- Origin: Orange County, California
- Genres: neo-psychedelia indie rock psychedelic rock shoegaze
- Years active: 2001-2011
- Labels: Some Records Audiolith Records Prime Directive Records
- Members: Jim Schwartz Barry Fader Reid Black Darrick Rasmussen Gabe Palmer
- Past members: Maori Konishi
- Website: innawaymusic.com

= Innaway =

Innaway was an American psychedelic rock band from Southern California formed in 2001. In 2002, their demo was pressed in limited quantities by German label Audiolith Records but there wasn't a US release until 2005 when Some Records released a self-titled album by the band.

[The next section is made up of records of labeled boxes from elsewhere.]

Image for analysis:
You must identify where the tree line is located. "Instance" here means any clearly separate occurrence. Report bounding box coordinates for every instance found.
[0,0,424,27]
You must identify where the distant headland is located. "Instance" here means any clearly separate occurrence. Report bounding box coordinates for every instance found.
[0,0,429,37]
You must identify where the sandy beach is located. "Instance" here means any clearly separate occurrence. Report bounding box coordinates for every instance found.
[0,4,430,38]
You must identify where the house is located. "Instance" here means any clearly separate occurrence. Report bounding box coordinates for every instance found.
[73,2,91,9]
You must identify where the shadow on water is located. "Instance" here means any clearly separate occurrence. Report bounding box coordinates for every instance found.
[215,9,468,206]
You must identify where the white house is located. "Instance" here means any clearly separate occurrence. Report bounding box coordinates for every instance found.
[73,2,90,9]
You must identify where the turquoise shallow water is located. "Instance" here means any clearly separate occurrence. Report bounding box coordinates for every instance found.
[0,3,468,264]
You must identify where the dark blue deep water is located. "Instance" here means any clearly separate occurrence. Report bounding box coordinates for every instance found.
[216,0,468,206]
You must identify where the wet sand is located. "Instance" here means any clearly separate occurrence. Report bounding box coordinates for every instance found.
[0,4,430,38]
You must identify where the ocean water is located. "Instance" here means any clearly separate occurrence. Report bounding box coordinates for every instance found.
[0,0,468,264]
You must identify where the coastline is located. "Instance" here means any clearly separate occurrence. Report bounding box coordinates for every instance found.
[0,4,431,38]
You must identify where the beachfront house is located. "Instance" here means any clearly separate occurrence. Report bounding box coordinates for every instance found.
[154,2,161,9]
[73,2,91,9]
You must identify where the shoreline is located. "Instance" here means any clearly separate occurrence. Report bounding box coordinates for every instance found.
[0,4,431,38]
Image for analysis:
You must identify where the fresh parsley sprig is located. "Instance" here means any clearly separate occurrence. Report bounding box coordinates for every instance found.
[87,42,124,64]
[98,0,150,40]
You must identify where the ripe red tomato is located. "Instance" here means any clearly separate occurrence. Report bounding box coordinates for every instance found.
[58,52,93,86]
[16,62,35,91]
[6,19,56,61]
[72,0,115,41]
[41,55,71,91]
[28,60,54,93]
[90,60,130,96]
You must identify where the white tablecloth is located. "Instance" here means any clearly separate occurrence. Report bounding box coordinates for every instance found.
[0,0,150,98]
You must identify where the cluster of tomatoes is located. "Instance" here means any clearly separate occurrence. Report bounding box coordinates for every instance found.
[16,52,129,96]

Critical reviews were positive for the debut with music critic John Brady selecting it as one of the top three records of 2005 for NPR's Day to Day show. The band then spent some time on the road supporting the album touring with likes of Echo & the Bunnymen and The Brian Jonestown Massacre. In 2007 they released a 12" E.P. on Prime Directive Records. In 2011, they released their follow-up LP on their own via digital distribution on iTunes called Innaway 2. Both LP's were mixed at Soma Electronic Music Studios by John McEntire. The band toured with the reunited Rival Schools in 2008.

==Discography==

===Singles & EPs===
- (2002) - The Ghost Admirers (EP) (Audiolith Records)
- (2005) - Rise (single) (Some Records)
- (2007) - Tired of Waiting (EP) (Prime Directive Records)

===Albums===
- (2005) - Innaway (Some Records)
- (2011) - Innaway 2 (self-released)

==Trivia==
- Reid Black plays bass in the re-united line-up of Into Another.
- Gabe Palmer played drums in The Aquabats as the fictional character "Dr. Rock" on their album "The Aquabats! vs. the Floating Eye of Death!".
- The song "Rise" is featured on the soundtrack for the David Arquette-directed movie, The Tripper.
- "Stolen Days", "Tiny Brains", and "Threathawk" are featured in Tony Hawk's Secret Skatepark Tour 3 skate video.